When fine-tuning the 70b model, I always run into an error while loading the model. Usually, after loading 4 to 10 shards (totally15 shards), the following error occurs(see Error Message). I'm using two nodes, and on the first GPU of the first node, the memory usage is always a bit lower, as shown in the image below.
Error Message:
Warning: unknown parameter local_rank Clearing GPU cache for all ranks --> Running with torch dist debug set to detailWarning: unknown parameter l[rank14]:[W socket.cpp:432] [c10d] While waitForInput, poolFD failed with (errno: 0 - Success). Traceback (most recent call last): File "examples/finetuning.py", line 8, in fire.Fire(main)
File "/usr/local/lib/python3.8/dist-packages/fire/core.py", line 141, in Fire
component_trace = _Fire(component, args, parsed_flag_args, context, name)
File "/usr/local/lib/python3.8/dist-packages/fire/core.py", line 475, in _Fire component, remaining_args = _CallAndUpdateTrace(
File "/usr/local/lib/python3.8/dist-packages/fire/core.py", line 691, in _CallAndUpdateTrace
component = fn(*varargs, kwargs)
File "/data/user/llama-recipes/src/llama_recipes/finetuning.py", line 325, in main model = FSDP(
File "/usr/local/lib/python3.8/dist-packages/torch/distributed/fsdp/fully_sharded_data_parallel.py", line 476, in init
_auto_wrap(
File "/usr/local/lib/python3.8/dist-packages/torch/distributed/fsdp/_wrap_utils.py", line 101, in _auto_wrap
_recursive_wrap(recursive_wrap_kwargs, root_kwargs) # type: ignore[arg-type]

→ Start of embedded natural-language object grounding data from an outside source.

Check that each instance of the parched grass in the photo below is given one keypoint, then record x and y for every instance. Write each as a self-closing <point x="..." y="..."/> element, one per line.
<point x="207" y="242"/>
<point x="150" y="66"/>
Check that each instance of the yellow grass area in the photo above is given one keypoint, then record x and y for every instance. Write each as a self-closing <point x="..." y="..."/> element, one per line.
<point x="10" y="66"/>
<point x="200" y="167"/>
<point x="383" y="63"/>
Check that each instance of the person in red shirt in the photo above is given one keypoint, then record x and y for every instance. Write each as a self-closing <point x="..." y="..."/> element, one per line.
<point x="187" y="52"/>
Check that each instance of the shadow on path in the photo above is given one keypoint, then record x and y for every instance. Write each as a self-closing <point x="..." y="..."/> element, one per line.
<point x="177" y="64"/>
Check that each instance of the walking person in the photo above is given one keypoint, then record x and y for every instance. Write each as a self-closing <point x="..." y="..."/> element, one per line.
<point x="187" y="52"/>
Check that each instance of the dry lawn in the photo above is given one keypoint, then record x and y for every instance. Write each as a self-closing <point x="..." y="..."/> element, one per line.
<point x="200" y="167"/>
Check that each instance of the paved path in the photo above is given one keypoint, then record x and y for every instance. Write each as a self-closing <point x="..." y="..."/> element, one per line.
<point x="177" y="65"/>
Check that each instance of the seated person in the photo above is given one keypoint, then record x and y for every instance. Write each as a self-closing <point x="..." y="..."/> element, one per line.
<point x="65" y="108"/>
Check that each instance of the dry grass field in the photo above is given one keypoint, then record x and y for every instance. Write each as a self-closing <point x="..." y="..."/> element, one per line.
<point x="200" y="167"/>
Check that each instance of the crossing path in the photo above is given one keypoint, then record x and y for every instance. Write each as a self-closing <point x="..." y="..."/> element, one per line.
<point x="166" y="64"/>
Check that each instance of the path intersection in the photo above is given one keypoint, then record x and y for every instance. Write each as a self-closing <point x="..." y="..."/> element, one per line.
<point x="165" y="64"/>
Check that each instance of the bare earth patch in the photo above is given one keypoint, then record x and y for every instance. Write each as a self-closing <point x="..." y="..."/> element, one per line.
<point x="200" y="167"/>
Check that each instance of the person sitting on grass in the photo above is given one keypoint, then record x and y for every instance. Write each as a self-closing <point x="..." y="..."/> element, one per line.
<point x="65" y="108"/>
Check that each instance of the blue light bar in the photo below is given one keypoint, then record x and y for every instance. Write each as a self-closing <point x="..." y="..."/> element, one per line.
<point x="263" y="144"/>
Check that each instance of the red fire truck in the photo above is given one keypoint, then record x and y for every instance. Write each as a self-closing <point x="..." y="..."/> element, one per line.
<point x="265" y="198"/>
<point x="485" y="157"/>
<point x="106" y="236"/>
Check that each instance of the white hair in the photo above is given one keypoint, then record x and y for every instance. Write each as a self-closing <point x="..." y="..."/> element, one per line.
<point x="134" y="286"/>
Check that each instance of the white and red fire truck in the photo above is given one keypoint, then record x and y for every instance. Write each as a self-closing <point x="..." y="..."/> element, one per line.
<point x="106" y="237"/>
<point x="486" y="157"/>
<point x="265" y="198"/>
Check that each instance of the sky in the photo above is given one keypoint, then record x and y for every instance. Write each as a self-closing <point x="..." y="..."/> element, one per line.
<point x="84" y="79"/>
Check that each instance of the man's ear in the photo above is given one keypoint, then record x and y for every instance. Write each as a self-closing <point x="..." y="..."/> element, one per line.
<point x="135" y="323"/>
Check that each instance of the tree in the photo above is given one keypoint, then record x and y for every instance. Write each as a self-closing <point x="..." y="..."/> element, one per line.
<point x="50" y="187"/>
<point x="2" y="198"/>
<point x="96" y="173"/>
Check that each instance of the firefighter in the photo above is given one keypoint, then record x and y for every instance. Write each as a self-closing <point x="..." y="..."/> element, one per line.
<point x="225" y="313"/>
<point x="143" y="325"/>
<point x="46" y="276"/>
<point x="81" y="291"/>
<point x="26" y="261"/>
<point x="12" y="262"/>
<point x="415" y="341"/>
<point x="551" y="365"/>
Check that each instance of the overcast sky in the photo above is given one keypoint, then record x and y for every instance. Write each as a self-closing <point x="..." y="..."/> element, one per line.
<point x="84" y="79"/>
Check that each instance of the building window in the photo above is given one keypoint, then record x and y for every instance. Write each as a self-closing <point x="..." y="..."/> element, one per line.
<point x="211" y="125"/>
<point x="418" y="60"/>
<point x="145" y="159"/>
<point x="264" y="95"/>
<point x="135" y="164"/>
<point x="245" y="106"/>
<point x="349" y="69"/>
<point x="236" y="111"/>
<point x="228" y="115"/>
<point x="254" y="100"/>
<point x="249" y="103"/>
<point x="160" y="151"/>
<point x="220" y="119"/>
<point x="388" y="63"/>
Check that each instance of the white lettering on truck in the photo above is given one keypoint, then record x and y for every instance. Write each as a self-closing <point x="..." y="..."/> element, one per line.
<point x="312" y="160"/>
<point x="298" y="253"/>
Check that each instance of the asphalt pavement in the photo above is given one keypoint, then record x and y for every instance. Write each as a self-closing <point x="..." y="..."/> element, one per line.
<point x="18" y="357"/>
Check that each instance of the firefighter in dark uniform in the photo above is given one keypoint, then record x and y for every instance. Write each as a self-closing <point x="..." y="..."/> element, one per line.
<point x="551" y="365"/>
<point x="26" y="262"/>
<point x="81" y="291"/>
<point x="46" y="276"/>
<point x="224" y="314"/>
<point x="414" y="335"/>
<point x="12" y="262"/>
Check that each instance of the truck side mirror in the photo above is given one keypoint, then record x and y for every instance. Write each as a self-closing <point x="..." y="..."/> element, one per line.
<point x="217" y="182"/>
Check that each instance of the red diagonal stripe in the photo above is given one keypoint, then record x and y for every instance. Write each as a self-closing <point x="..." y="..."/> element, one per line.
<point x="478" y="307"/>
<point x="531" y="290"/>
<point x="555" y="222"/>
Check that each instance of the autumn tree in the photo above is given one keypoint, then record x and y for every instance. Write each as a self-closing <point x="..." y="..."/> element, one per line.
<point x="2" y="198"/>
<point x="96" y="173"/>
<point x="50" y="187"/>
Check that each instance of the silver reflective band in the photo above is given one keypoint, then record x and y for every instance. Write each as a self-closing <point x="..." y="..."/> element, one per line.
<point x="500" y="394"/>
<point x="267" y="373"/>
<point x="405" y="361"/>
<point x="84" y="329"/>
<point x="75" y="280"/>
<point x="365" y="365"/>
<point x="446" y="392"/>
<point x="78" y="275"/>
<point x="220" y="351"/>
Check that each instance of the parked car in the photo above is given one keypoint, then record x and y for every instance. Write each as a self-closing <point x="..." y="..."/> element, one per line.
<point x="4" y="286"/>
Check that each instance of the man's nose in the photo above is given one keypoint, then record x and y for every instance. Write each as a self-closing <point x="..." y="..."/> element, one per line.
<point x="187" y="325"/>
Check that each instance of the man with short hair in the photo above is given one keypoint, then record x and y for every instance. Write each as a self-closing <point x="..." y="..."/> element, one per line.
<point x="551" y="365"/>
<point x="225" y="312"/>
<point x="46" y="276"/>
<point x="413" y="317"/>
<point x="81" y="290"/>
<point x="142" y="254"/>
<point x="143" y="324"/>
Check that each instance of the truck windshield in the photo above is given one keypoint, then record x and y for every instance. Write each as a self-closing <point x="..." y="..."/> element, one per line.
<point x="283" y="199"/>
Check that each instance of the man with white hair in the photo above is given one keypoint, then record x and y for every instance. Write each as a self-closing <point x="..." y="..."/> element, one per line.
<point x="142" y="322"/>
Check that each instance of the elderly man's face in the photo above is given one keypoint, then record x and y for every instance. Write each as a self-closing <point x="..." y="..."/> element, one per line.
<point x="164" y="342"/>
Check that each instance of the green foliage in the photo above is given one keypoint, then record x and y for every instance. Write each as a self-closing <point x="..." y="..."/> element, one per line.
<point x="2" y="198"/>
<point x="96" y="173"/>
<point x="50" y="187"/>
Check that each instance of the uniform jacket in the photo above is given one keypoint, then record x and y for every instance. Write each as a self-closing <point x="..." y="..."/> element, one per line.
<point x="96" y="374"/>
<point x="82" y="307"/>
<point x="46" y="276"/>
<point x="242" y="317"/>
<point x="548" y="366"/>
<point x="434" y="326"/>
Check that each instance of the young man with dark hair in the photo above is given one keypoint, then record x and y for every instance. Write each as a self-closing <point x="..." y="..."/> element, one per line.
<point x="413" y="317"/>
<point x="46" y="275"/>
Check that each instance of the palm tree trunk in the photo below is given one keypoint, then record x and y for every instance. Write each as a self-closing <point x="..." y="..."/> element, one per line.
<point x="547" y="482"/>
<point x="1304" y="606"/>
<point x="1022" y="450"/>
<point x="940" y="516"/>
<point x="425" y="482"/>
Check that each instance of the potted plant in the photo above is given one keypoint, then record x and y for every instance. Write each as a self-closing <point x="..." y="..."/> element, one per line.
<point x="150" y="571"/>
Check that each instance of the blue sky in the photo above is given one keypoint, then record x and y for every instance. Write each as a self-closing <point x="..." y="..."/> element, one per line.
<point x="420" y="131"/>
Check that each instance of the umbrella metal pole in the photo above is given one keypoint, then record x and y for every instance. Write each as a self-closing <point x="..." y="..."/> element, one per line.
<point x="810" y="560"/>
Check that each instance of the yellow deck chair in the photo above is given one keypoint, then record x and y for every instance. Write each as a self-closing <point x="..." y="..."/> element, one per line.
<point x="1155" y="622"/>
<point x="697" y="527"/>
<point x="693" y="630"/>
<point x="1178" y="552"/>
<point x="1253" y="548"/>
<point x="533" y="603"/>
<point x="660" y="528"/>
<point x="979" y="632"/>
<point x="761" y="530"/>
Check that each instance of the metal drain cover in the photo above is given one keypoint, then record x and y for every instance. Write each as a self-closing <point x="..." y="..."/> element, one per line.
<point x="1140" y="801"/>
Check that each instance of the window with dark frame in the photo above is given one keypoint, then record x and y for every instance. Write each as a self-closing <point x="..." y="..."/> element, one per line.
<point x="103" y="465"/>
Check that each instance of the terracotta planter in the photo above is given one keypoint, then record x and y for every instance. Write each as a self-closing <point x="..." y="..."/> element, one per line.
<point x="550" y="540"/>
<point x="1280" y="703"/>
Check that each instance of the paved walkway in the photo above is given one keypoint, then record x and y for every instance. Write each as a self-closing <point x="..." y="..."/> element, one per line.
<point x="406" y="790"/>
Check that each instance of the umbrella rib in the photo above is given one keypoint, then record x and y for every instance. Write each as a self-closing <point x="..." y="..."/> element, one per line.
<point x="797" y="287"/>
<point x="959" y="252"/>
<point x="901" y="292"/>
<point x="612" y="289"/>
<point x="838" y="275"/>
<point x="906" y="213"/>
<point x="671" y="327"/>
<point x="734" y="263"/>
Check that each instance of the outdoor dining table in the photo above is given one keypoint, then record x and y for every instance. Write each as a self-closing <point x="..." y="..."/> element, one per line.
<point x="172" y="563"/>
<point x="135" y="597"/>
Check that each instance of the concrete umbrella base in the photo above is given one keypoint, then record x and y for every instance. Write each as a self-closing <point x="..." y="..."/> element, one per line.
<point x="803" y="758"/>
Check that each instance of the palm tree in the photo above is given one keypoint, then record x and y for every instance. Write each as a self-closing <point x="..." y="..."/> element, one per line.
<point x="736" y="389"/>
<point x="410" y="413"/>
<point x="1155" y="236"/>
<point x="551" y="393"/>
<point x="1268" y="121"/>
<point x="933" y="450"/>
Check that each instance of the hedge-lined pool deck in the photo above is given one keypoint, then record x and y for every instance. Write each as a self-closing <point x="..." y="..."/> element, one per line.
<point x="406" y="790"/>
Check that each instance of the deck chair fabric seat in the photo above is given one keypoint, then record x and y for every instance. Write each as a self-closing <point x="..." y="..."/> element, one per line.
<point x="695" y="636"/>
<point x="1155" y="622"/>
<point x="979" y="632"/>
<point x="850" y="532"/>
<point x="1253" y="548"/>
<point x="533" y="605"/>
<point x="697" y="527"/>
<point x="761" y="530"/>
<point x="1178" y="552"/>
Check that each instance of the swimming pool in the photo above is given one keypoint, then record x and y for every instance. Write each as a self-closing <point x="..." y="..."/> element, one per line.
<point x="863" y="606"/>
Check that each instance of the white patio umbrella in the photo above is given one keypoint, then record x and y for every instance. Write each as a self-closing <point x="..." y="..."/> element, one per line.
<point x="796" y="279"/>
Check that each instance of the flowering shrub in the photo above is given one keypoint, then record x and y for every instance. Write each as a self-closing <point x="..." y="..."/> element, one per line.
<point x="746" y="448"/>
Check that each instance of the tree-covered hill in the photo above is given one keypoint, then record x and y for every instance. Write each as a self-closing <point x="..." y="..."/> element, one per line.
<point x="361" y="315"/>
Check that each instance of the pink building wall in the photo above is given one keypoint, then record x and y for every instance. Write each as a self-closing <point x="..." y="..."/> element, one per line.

File "/usr/local/lib/python3.8/dist-packages/torch/distributed/fsdp/wrap.py", line 543, in _recursive_wrap
wrapped_child, num_wrapped_params = _recursive_wrap(
File "/usr/local/lib/python3.8/dist-packages/torch/distributed/fsdp/wrap.py", line 543, in _recursive_wrap
wrapped_child, num_wrapped_params = _recursive_wrap(
File "/usr/local/lib/python3.8/dist-packages/torch/distributed/fsdp/wrap.py", line 543, in _recursive_wrap
wrapped_child, num_wrapped_params = _recursive_wrap(
File "/usr/local/lib/python3.8/dist-packages/torch/distributed/fsdp/wrap.py", line 561, in _recursive_wrap
return _wrap(module, wrapper_cls, kwargs), nonwrapped_numel
File "/usr/local/lib/python3.8/dist-packages/torch/distributed/fsdp/wrap.py", line 490, in _wrap return wrapper_cls(module, **kwargs)
File "/usr/local/lib/python3.8/dist-packages/torch/distributed/fsdp/fully_sharded_data_parallel.py", line 502, in init
_init_param_handle_from_module(
File "/usr/local/lib/python3.8/dist-packages/torch/distributed/fsdp/_init_utils.py", line 587, in _init_param_handle_from_module _sync_module_params_and_buffers(
File "/usr/local/lib/python3.8/dist-packages/torch/distributed/fsdp/_init_utils.py", line 1068, in _sync_module_params_and_buffers
_sync_params_and_buffers(
File "/usr/local/lib/python3.8/dist-packages/torch/distributed/utils.py", line 303, in _sync_params_and_buffers dist._broadcast_coalesced(
torch.distributed.DistBackendError: [14] is setting up NCCL communicator and retrieving ncclUniqueId from [0] via c10d key-value store by key '0', but store->get('0') got error: Socket Timeout
GPU Usage: Every time, the first gpu of master node only using 3m until crashed.
Env
cuda-python 11.7.0+0.g95a2041.dirty cupy-cuda118 11.0.0 dask-cuda 22.10.0a0+23.g62a1ee8 nvidia-dali-cuda110 1.20.0 pytorch-quantization 2.1.2 pytorch-triton 2.1.0+6e4932cda8 torch 2.2.0.dev20231116+cu118 torch-tensorrt 1.3.0a0 torchaudio 2.2.0.dev20231116+cu118 torchdata 0.6.1 torchtext 0.15.2+cpu torchvision 0.17.0.dev20231116+cu118 transformers 4.35.0
Training script
export NCCL_IB_HCA=mlx5 export NCCL_IB_TC=136 export NCCL_IB_SL=5 export NCCL_IB_GID_INDEX=3 export NCCL_SOCKET_IFNAME=bond0 export NCCL_DEBUG=INFO ... cd /llama-recipes
torchrun --nproc_per_node=${KUBERNETES_CONTAINER_RESOURCE_GPU} \ --master_addr=${MASTER_ADDR} \ --master_port=${MASTER_PORT} \ --nnodes=${WORLD_SIZE} \ --node_rank=${RANK} \ examples/finetuning.py \ --enable_fsdp \ --low_cpu_fsdp \ --fsdp_config.pure_bf16 \ --model_name /airoboros-l2-70b-2.1 \ --batch_size_training 1 \ --dist_checkpoint_root_folder /checkpoints \ --dist_checkpoint_folder fine-tuned \ --dataset "alpaca_dataset" 2>&1 | tee t44_lr.log
Has anyone else encountered a similar problem? Do you know what might be causing this? Thanks.